The point is this: If there is a platform, you might as well use it. A digital aggregator like iMusician Digital can put you on virtually every platform that there is. Making your music available on Spotify and the likes might just be one of many links in a long chain of multipliers, but it is one nonetheless. And since it has become so easy these days to be on those platforms there is no reason not to be.

Think outside the box

Lastly, and this is the most important thing to remember: Don't wait for somebody to show you how it is done. As Steffen Holly from the German Fraunhofer Institute for digital media technology puts it: “When musicians on the brink start using the existing technologies to move away from the industry instead of moving into it, only then will something new come into existence, something relevant.”

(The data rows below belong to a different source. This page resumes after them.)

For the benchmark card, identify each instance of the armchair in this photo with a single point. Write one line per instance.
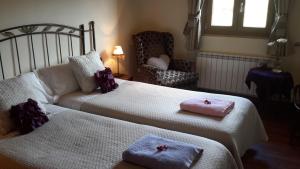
(180, 73)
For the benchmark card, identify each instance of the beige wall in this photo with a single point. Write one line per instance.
(117, 20)
(69, 12)
(171, 15)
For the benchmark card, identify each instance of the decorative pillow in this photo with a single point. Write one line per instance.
(105, 80)
(162, 62)
(84, 68)
(28, 116)
(59, 79)
(15, 91)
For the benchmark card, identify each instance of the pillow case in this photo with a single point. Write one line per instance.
(59, 79)
(162, 62)
(84, 68)
(105, 80)
(15, 91)
(28, 116)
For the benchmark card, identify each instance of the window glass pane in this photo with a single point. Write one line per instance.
(222, 12)
(256, 13)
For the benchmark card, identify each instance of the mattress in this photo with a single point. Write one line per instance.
(159, 106)
(77, 140)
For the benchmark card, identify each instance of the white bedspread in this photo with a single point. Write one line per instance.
(159, 106)
(77, 140)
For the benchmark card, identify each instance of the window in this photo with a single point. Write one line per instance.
(238, 17)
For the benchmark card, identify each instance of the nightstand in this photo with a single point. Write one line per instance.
(123, 76)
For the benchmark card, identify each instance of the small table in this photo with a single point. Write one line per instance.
(123, 76)
(270, 83)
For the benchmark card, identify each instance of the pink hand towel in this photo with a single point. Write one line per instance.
(212, 107)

What is meant by that is that the digital age offers so many ways of organizing yourself, your band, or your business. Creative people all over the world just want to create without having to bother about issues like licensing and rights clearing. So it doesn't make sense for them to operate within traditional structures. They just want to collaborate with likeminded people and make awesome stuff for everybody. Many artists think like that and many struggle in a capitalist environment where there has to be a business model behind everything. Luckily, the internet enables you to find people who have fun in developing such business models and who will offer you studio time or anything else you require as an artist. All they ask for in return is your creative output. A genius idea has better chances of being monetized if it comes with music.  Entrepreneurs who need music meet musicians who need entrepreneurs. Creative hubs like Zoo Labs (which was also mentioned in our startup special) connect likeminded people from all over the globe and bring them together in an environment that allows them to work on stuff that can generate income for everybody involved.

Conclusion: don't wait for the next musical messiah

Artists are the heart of an entire industry. Yet they are struggling to make a living. You can argue that just not every artists has what it takes to survive solely off making music. Or, as Steffen Holly puts it: “There are so many people out there that put all of their heart into it and make quality music. It just isn't enough. You have to have a kind of uniqueness. If you are kissed by the muse at the right time, it doesn't matter if you learned to play the guitar only yesterday or if you have been playing it perfectly for the past 20 years. Whether you'll one day make it or not is impossible to tell. But that does not free you of the duty to give it all you've got. The more professionally you handle your tools, the higher the probability to become successful at some point. But in the end, we could always end up at the wrong place at the wrong time, while others are at the right place at the right time. You will never change that.”

But still, there’s a chasm between the amount of music that is needed and used in everyday life by countless entities around the world – the general value music has in our lives – and the overall amount artists are earning. And this discrepancy is diverging more and more. In part, this happens because there are still entities involved in the so-called value added chain that take a share that does not represent their involvement in the creative process (yes, I am talking about big, old, established companies that are acting all digitally savvy but are trying to preserve the status quo wherever it would otherwise hurt their pockets). But there are more and more companies out there that actually treat artists like they are supposed to be treated: creators without whom our lives would be boring. And together with the artists realizing that they need not wait for the next musical messiah to tell them exactly how it is done, this new generation of entrepreneurs will set the record straight once and for all: This entire industry is worth nothing – say that again: nothing – without the artists.